Image: Halophyte plant

(Image source: China Plant Image Library)

The plant of the fern can be up to 2 meters tall. The leaves grow in clusters and are divided into two parts: the upper reproductive leaves are responsible for producing spores for reproduction, and the lower nutritional leaves are responsible for photosynthesis and providing nutrition. The yellow-brown leaves are what the reproductive leaves look like when they are mature, and they look like they are dried.

Image: Halophyte leaves

(Image source: China Plant Image Library)

The most special thing about the fern is that it has the dual characteristics of lower plants and mangrove plants. The secondary metabolites have relatively unique biological activities and have certain medicinal value.

Conclusion

Rich and diverse mangrove plants grow on the shallows of the land-sea interface.
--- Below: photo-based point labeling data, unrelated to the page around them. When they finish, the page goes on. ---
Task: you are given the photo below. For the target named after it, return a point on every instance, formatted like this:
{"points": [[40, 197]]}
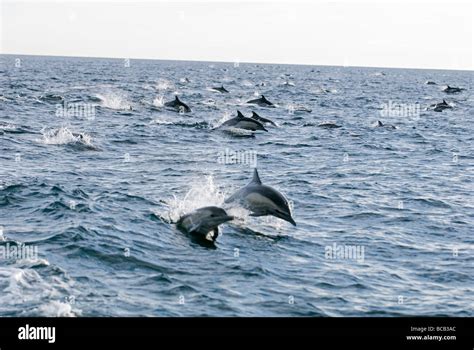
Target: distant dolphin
{"points": [[379, 124], [262, 101], [262, 119], [452, 90], [441, 106], [178, 106], [242, 122], [203, 223], [221, 89], [328, 125], [262, 200]]}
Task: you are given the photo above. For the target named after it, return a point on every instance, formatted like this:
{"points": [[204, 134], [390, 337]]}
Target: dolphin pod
{"points": [[178, 105], [242, 122], [262, 101]]}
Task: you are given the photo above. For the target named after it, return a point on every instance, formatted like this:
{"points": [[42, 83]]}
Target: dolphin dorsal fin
{"points": [[256, 178]]}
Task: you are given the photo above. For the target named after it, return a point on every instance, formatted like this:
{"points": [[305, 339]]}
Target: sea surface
{"points": [[95, 171]]}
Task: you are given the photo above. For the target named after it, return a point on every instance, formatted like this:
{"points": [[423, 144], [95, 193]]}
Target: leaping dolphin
{"points": [[221, 89], [441, 106], [178, 106], [262, 101], [242, 122], [262, 200], [452, 90], [204, 222], [262, 119]]}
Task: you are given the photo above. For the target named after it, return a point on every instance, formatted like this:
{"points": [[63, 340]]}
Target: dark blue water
{"points": [[99, 208]]}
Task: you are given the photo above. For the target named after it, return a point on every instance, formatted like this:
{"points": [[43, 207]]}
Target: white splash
{"points": [[203, 193], [158, 101], [163, 84], [114, 100], [64, 136]]}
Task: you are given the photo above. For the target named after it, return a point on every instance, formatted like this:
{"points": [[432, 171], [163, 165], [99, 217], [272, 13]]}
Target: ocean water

They, together with fungi, algae, invertebrates, birds and mammals, form a special mangrove ecosystem. Its roots and trunks can provide a medium for crabs and gastropods to cling to and a place to forage; fallen leaves can be eaten by some animals, or provide food for benthic animals after decomposition; the rich animal resources and luxuriant branches are a place for water birds to forage, live and breed, and are also a wintering ground and migration transit station for migratory birds.

Mangrove plant communities are both forests and wetlands, and they have the functions of both "lungs" and "kidneys" of the earth. They play an important role in maintaining biodiversity conservation and are truly "green lungs of the ocean, heroes of shore protection, bird paradise, and fish and shrimp granary." If you can, please remember their names.

References:

1. Tiffany Duong. Why planting mangroves can help save the planet

2. Flora of China Electronic Edition

3. Shenzhen Municipal Planning and Natural Resources Bureau. What are the definitions of true mangroves and semi-mangroves?
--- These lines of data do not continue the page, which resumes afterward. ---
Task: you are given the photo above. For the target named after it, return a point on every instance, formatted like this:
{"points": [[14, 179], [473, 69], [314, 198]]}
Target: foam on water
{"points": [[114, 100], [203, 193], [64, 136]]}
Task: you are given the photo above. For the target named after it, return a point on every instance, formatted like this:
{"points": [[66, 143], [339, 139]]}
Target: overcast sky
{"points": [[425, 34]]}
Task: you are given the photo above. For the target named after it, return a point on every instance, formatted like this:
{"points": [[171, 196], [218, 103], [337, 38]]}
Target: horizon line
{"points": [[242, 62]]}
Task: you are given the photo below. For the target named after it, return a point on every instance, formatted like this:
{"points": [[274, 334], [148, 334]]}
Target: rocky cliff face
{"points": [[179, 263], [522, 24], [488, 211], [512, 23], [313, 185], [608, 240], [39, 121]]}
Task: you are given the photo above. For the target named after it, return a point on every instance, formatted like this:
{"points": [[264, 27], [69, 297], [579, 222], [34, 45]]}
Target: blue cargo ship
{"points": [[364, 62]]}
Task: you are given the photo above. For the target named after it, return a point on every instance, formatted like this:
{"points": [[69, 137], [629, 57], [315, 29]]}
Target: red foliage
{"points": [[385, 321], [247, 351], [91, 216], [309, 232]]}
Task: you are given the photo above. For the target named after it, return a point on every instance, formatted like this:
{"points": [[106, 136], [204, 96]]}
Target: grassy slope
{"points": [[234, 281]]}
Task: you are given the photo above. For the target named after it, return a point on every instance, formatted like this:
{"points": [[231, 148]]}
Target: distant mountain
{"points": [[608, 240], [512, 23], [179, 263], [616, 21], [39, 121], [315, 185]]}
4. He Ruirong. Research on mangroves and their protection in Macao[D]. Master's thesis of Jinan University, 2019.

5. Fan Hangqing, Mo Zhucheng. History, achievements and lessons learned from the restoration of mangroves in Guangxi [J]. Guangxi Science, 2018, 25(4): 363-371, 387. 6. Xu Wanlin. Nectar plants on the sea mudflats: Candle fruit [J]. Beekeeping Technology, 1992(1): 33-35.

7. Zhao Huaibao, Yin Shouyan. Tissue culture of mangrove plant Pteris serrata[J]. Journal of Hainan Tropical Ocean University. 2019, 26(05): 34-39.

8. Zeng Xianguang. Current status and protection strategies of mangrove wetland resources in Huizhou[J]. Journal of Huizhou University (Natural Science Edition), 2008(6):55-57.